Pour autant, le foie gras est toujours présent pendant les repas de Noël des Français. Selon une enquête réalisée par l’Institut CSA pour le CIFOG, 67% des Français vont consommer ce met durant les fêtes de 2022. En 2019, la consommation de foie gras s’élevait à 227 grammes par habitant. Cet attrait pour le foie gras engage près de 70 milliards d’euros pour la filière française, qui regroupe près de 100 000 emplois directs et indirects. Mais certaines villes dirigées par des élus écologistes, comme Lyon, Strasbourg et Grenoble, ont exclu le foie gras de leurs événements en 2021, dénonçant un mode de production incompatible avec le bien-être animal.
Après avoir été élevés pendant onze à quatorze semaines, les palmipèdes gras (oie, canard) sont gavés deux à trois fois par jour durant environ quinze jours (une période qui peut s’élever à vingt jours pour les oies). Les palmipèdes mâles ont la capacité naturelle de stocker des matières grasses dans leur foie en vue de la migration. Les aviculteurs utilisent cette disposition en les gavant à la main ou mécaniquement avec un tube appelé « embuc ». Ce dernier permet de déposer la nourriture directement dans le jabot (une poche située dans l’œsophage). À la suite de cette période de gavage, les palmipèdes sont envoyés à l’abattoir. Si on gave en majorité des mâles, par manque d’effectifs cette année, des canes ont été exploitées.
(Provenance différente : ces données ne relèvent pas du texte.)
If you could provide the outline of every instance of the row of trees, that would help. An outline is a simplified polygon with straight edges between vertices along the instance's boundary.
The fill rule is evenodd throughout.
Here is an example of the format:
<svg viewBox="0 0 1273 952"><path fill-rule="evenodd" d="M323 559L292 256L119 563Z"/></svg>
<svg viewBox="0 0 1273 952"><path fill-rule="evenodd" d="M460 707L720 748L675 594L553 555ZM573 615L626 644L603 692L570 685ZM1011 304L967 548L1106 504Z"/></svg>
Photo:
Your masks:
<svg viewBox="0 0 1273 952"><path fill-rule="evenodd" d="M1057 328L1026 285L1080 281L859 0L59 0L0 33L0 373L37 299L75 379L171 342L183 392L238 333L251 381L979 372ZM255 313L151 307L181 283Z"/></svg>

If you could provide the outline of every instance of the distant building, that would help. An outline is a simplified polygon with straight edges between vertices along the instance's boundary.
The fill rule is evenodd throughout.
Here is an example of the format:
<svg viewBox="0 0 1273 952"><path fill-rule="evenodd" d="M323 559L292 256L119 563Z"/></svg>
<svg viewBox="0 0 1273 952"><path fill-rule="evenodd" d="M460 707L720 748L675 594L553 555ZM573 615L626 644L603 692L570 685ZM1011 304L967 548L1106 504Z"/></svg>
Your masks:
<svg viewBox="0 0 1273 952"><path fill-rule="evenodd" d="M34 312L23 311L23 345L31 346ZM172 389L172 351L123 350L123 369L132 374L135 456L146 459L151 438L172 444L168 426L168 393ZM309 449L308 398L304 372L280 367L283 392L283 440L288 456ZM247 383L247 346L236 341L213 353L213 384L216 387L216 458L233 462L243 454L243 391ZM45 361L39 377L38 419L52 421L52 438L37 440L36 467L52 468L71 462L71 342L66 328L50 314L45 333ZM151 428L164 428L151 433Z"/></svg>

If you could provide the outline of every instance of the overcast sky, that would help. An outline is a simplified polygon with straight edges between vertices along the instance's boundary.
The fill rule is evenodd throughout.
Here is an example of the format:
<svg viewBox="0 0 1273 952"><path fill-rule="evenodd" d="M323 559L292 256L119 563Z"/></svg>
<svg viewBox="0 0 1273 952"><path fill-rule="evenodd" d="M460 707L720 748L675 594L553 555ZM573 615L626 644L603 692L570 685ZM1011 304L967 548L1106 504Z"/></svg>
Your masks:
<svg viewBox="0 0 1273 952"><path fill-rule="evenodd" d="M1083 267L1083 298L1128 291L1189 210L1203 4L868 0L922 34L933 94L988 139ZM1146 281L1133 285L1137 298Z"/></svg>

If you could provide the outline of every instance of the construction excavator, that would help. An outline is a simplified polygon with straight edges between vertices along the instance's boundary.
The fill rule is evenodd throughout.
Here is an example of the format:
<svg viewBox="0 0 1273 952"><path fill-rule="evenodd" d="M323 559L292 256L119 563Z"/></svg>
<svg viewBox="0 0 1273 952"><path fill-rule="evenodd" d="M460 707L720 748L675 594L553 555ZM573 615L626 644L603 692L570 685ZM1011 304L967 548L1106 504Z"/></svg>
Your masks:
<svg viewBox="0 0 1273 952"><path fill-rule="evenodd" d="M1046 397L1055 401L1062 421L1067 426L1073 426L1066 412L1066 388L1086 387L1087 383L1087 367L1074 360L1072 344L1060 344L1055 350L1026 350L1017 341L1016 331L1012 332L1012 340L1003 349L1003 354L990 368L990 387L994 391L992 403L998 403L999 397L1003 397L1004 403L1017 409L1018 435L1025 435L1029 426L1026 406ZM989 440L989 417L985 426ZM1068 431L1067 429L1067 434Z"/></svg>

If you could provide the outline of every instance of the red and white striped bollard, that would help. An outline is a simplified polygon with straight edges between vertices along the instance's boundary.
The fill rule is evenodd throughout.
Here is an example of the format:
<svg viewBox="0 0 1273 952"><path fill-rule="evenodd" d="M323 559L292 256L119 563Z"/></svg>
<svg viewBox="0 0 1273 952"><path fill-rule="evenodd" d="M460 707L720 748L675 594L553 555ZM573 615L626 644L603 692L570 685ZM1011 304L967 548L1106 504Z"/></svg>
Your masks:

Pour Julien Mora, éleveur de canards, membre du MODEF et interviewé par Reporterre, « sur les 20 à 22 millions de canards élevés pour faire du foie gras, un tiers sont des canes ». À l’origine, les canes étaient gardées pour leur chair et les canards pour leur foie. Puis, avec l’élevage industriel, les mâles ont été privilégiés, et les femelles canetons ont été majoritairement exportées hors de la France, ou broyées, comme le rapporte une enquête de L214. Cet attrait pour les cannes constitue donc une exception, étant donné que le foie gras de canne ne peut prétendre à l’IGP « Canard à foie gras du Sud-Ouest » ou au Label Rouge. Certains, comme Marcel Metzler, tentent de faire évoluer la pratique en nourrissant différemment leurs oies, mais pour le moment, le gavage est obligatoire pour que le produit reçoive l’appellation foie gras. Les défenseurs du bien-être animal dénoncent ainsi depuis de longues années les pratiques de la filière française du foie gras, qu’ils estiment cruelles. Face à eux, les défenseurs de ce produit mettent en avant le travail traditionnel des aviculteurs et producteurs, et les capacités naturelles de ces oiseaux à se gaver.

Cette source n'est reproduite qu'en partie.